Stable overexpression of CXCR4 conferred protection against wound healing inhibition by PEITC and BITC. A, western blots show overexpression (left panel) or knockdown (right panel) of CXCR4 protein in PC-3 cells. B, results of scratch assay showing the effect of PEITC and BITC treatments (10 hour treatment) on wound healing in PC-3 cells transfected with CXCR4 plasmid or empty vector. C, quantitation of wound healing. The results shown (mean ± SD) are representative of two independent experiments (n = 3). Significantly different compared with ^acorresponding control, and ^bbetween Neo_PC-3 and CXCR4_PC-3 cells by one-way ANOVA followed by Bonferroni’s test. D, bar graphs showing effect of CXCR4 knockdown using a siRNA on wound healing inhibition by PEITC or BITC. The results shown are mean ± SD (n = 2).

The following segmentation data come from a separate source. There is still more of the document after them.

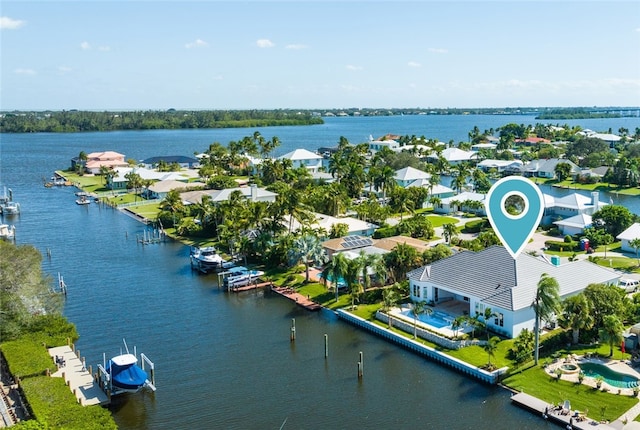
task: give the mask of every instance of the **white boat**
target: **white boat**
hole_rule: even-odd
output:
[[[13,240],[16,237],[16,227],[9,224],[0,224],[0,239]]]
[[[2,206],[2,213],[4,215],[18,215],[20,213],[20,203],[7,202]]]
[[[257,282],[264,275],[261,270],[250,270],[244,266],[236,266],[225,273],[222,280],[225,288],[244,287],[252,282]]]
[[[101,385],[108,389],[111,394],[136,393],[142,389],[156,391],[154,381],[154,364],[144,355],[140,354],[142,367],[138,366],[138,358],[134,353],[129,353],[127,342],[123,339],[125,353],[105,360],[103,366],[98,365]],[[144,369],[144,363],[149,365],[150,375]],[[149,380],[151,378],[151,380]]]
[[[202,273],[221,270],[227,263],[213,246],[191,248],[190,259],[191,267]]]

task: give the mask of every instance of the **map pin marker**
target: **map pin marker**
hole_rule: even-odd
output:
[[[505,208],[507,199],[517,196],[524,207],[518,214]],[[519,200],[515,198],[514,200]],[[507,176],[493,184],[485,200],[487,217],[496,235],[515,260],[540,224],[544,212],[544,197],[538,187],[521,176]]]

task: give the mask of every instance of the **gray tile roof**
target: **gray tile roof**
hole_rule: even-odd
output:
[[[555,266],[540,257],[520,254],[517,260],[503,246],[464,251],[407,274],[414,281],[475,297],[483,303],[516,311],[531,306],[538,281],[547,273],[558,281],[560,297],[577,294],[592,283],[614,283],[620,275],[587,260]]]

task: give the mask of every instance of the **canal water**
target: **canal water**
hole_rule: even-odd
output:
[[[381,126],[383,133],[414,134],[402,128],[405,119]],[[499,125],[511,122],[502,120]],[[278,127],[262,133],[283,140],[284,153],[365,131],[340,121],[329,120],[320,129]],[[464,121],[459,128],[466,127]],[[335,134],[316,133],[322,127]],[[473,121],[464,133],[472,127]],[[142,246],[136,241],[144,233],[142,224],[97,204],[76,205],[74,189],[42,186],[43,178],[67,167],[80,151],[115,150],[135,159],[190,155],[213,141],[252,133],[0,136],[0,185],[12,189],[22,208],[19,217],[3,222],[16,225],[18,244],[40,249],[46,273],[64,276],[69,288],[64,312],[78,327],[81,355],[95,367],[103,353],[118,354],[125,338],[130,349],[136,346],[156,364],[156,393],[126,395],[111,406],[120,428],[555,428],[511,405],[507,391],[359,331],[330,312],[309,313],[267,291],[223,292],[215,275],[191,271],[187,247],[171,241]],[[295,343],[289,339],[292,319]]]

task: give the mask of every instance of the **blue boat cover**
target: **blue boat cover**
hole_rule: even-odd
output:
[[[107,372],[111,372],[114,386],[125,390],[138,390],[148,379],[147,372],[136,364],[118,366],[112,360],[107,362]]]

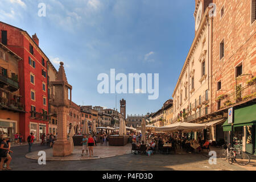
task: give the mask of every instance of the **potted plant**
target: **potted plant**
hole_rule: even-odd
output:
[[[252,85],[255,82],[256,82],[256,76],[254,77],[253,78],[246,82],[247,85]]]
[[[242,95],[242,85],[237,85],[236,88],[236,98],[237,102],[239,102],[241,100]]]

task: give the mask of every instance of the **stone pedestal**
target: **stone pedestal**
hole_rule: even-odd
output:
[[[53,147],[53,156],[64,156],[71,155],[73,151],[69,142],[64,141],[56,141]]]
[[[56,81],[51,81],[51,85],[55,88],[55,98],[50,104],[57,108],[57,119],[58,121],[58,132],[57,140],[53,147],[53,156],[64,156],[71,155],[73,152],[73,143],[71,143],[67,139],[67,118],[70,102],[68,100],[68,90],[72,86],[68,84],[63,67],[63,63],[60,63],[60,66],[57,73]]]

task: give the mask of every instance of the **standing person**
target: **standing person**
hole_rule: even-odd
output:
[[[102,146],[103,144],[103,135],[102,133],[101,134],[101,137],[100,139],[101,140],[101,146]]]
[[[139,142],[139,134],[136,136],[136,142]]]
[[[27,142],[28,143],[28,152],[31,152],[32,146],[33,145],[34,140],[35,139],[35,136],[34,136],[34,134],[32,133],[30,133],[30,135],[27,136]]]
[[[133,134],[133,140],[134,143],[136,143],[136,135],[135,133]]]
[[[46,142],[47,143],[47,144],[49,144],[49,134],[48,134],[46,136]]]
[[[42,140],[42,142],[41,142],[41,145],[44,145],[44,135],[45,134],[43,134],[41,136],[41,140]]]
[[[87,136],[86,135],[84,135],[82,141],[81,142],[82,144],[81,156],[84,155],[84,151],[85,150],[86,150],[86,155],[88,155],[88,150],[87,150],[87,142],[88,142],[88,138],[86,136]]]
[[[97,137],[95,135],[93,136],[93,139],[95,141],[95,146],[97,146]]]
[[[9,139],[10,137],[6,135],[3,135],[2,136],[2,141],[0,143],[0,171],[2,171],[4,169],[3,168],[3,163],[5,163],[5,160],[7,160],[6,169],[11,170],[11,168],[10,168],[10,163],[11,163],[11,160],[12,159],[9,154],[9,152],[13,153],[13,152],[10,150],[10,143],[7,142]]]
[[[104,135],[104,146],[106,146],[106,135]]]
[[[15,143],[19,143],[19,134],[18,133],[16,133],[16,134],[14,135],[14,140],[15,140]]]
[[[93,146],[95,146],[95,141],[93,139],[93,138],[92,137],[92,135],[89,134],[88,138],[88,148],[89,148],[89,153],[90,154],[89,156],[91,156],[93,155]]]
[[[22,144],[22,140],[23,140],[23,136],[20,133],[19,135],[19,144]]]
[[[107,135],[107,137],[106,137],[106,140],[107,140],[107,142],[106,142],[107,145],[109,145],[109,135]]]

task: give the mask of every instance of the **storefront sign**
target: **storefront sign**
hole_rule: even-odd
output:
[[[229,109],[228,113],[228,123],[229,124],[233,123],[233,108],[231,107]]]

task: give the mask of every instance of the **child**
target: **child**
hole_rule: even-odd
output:
[[[87,150],[87,142],[88,141],[88,139],[86,138],[86,135],[84,135],[84,138],[82,138],[82,142],[81,143],[82,144],[82,154],[81,156],[84,155],[84,151],[85,150],[86,150],[86,155],[88,155],[88,150]]]

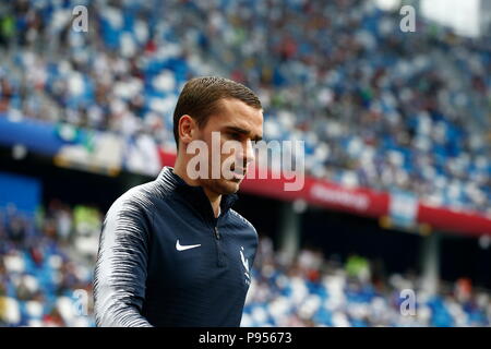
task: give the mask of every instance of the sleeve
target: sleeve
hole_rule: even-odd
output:
[[[145,298],[151,219],[143,198],[118,198],[103,225],[94,273],[97,326],[152,327],[141,315]]]

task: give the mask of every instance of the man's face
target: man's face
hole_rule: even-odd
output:
[[[208,149],[208,177],[207,179],[200,179],[200,185],[209,192],[221,195],[231,194],[239,190],[240,182],[247,173],[248,165],[254,160],[252,142],[258,142],[263,136],[263,111],[235,98],[223,99],[219,103],[221,104],[219,112],[209,117],[206,125],[197,131],[196,139],[204,141]],[[219,132],[217,137],[219,139],[218,151],[213,148],[213,132]],[[229,153],[221,154],[224,152],[220,152],[220,149],[227,141],[237,142],[238,147],[231,148]],[[216,152],[219,154],[216,154]],[[219,159],[220,169],[227,158],[229,160],[225,165],[228,166],[230,159],[232,159],[232,164],[237,164],[237,166],[231,165],[229,167],[233,170],[232,179],[226,179],[221,170],[219,171],[219,178],[213,178],[212,167],[214,164],[212,161],[214,156]]]

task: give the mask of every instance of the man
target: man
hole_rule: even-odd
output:
[[[221,77],[184,85],[173,113],[175,167],[129,190],[106,215],[94,280],[98,326],[240,325],[258,234],[230,207],[262,129],[261,103],[248,87]],[[231,179],[212,176],[213,132],[220,145],[241,145],[217,157],[239,164]],[[199,178],[187,152],[196,142],[211,165],[197,166],[207,174]]]

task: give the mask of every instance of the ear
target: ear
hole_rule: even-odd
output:
[[[196,135],[197,124],[189,115],[183,115],[179,119],[179,141],[184,147],[194,140]]]

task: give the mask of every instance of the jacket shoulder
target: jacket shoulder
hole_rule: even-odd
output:
[[[237,210],[230,208],[230,217],[235,221],[243,225],[244,227],[249,227],[250,229],[252,229],[252,231],[254,231],[255,234],[258,234],[258,231],[255,230],[254,226],[249,220],[247,220],[241,214],[239,214]]]

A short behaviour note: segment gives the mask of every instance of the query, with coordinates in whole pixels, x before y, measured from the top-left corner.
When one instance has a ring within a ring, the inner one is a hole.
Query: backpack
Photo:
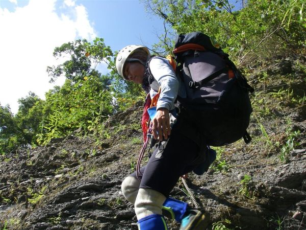
[[[228,55],[200,32],[179,35],[173,54],[176,75],[187,93],[186,98],[177,97],[180,107],[207,145],[222,146],[242,137],[248,143],[251,137],[246,129],[252,112],[249,93],[254,89]],[[150,85],[155,90],[156,83]]]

Significantly different compared with ^acorresponding control, and ^bbetween control siRNA and CXCR4 siRNA by one-way ANOVA followed by Bonferroni’s test.

Figure 5

Cell migration inhibition by PEITC and BITC was augmented by CXCR4 knockdown in PC-3 cells. A, representative images showing the effect of PEITC treatment (24 hours) on PC-3 cell migration. A decrease in cell migration by PEITC treatment as well as CXCR4 knockdown was clearly visible. B, bar graphs show quantitation of cell migration by PC-3 cells transfected with control siRNA or CXCR4-specific siRNA after 24 hour treatment with DMSO or the specified ITC compound. C, microscopic images depicting migration by Neo_PC-3 and CXCR4_PC-3 cells after 24 hour treatment with DMSO or PEITC. D, bar graphs show quantitation of cell migration. The results shown are mean ± SD (n = 2-3). Significantly different compared with ^acorresponding control, and ^bbetween Neo_PC-3 and CXCR4_PC-3 by one-way ANOVA followed by Bonferroni’s test. Each experiment was repeated for 2-3 times and representative data from one such experiment are shown.

Figure 6

Cell viability inhibition by ITCs was significantly attenuated by CXCR4 overexpression in PC-3 cells. A, western blot showing effect of PEITC treatment (24 hours) on CXCR4 protein level in Neo_PC-3 and CXCR4_PC-3 cells. B, Effects of PEITC, BITC, and SFN treatments (24 hours) on viability of Neo_PC-3 and CXCR4_PC-3 cells. The results shown are mean ± SD (n = 3). Significantly different compared with ^acorresponding control, and ^bbetween Neo_PC-3 and CXCR4_PC-3 cells by one-way ANOVA followed by Bonferroni’s test. C, western blotting for S473 phosphorylated AKT using lysates from Neo_PC-3 or CXCR4_PC-4 after 24 hour treatment with DMSO or specified ITC compound. D, western blotting for phospho-ERK and total ERK using lysates from Neo_PC-3 or CXCR4_PC-4 after 4 hour treatment with DMSO or specified ITC compound. The blots were stripped and re-probed with GAPDH to ensure equal protein loading. Each experiment was repeated at least twice.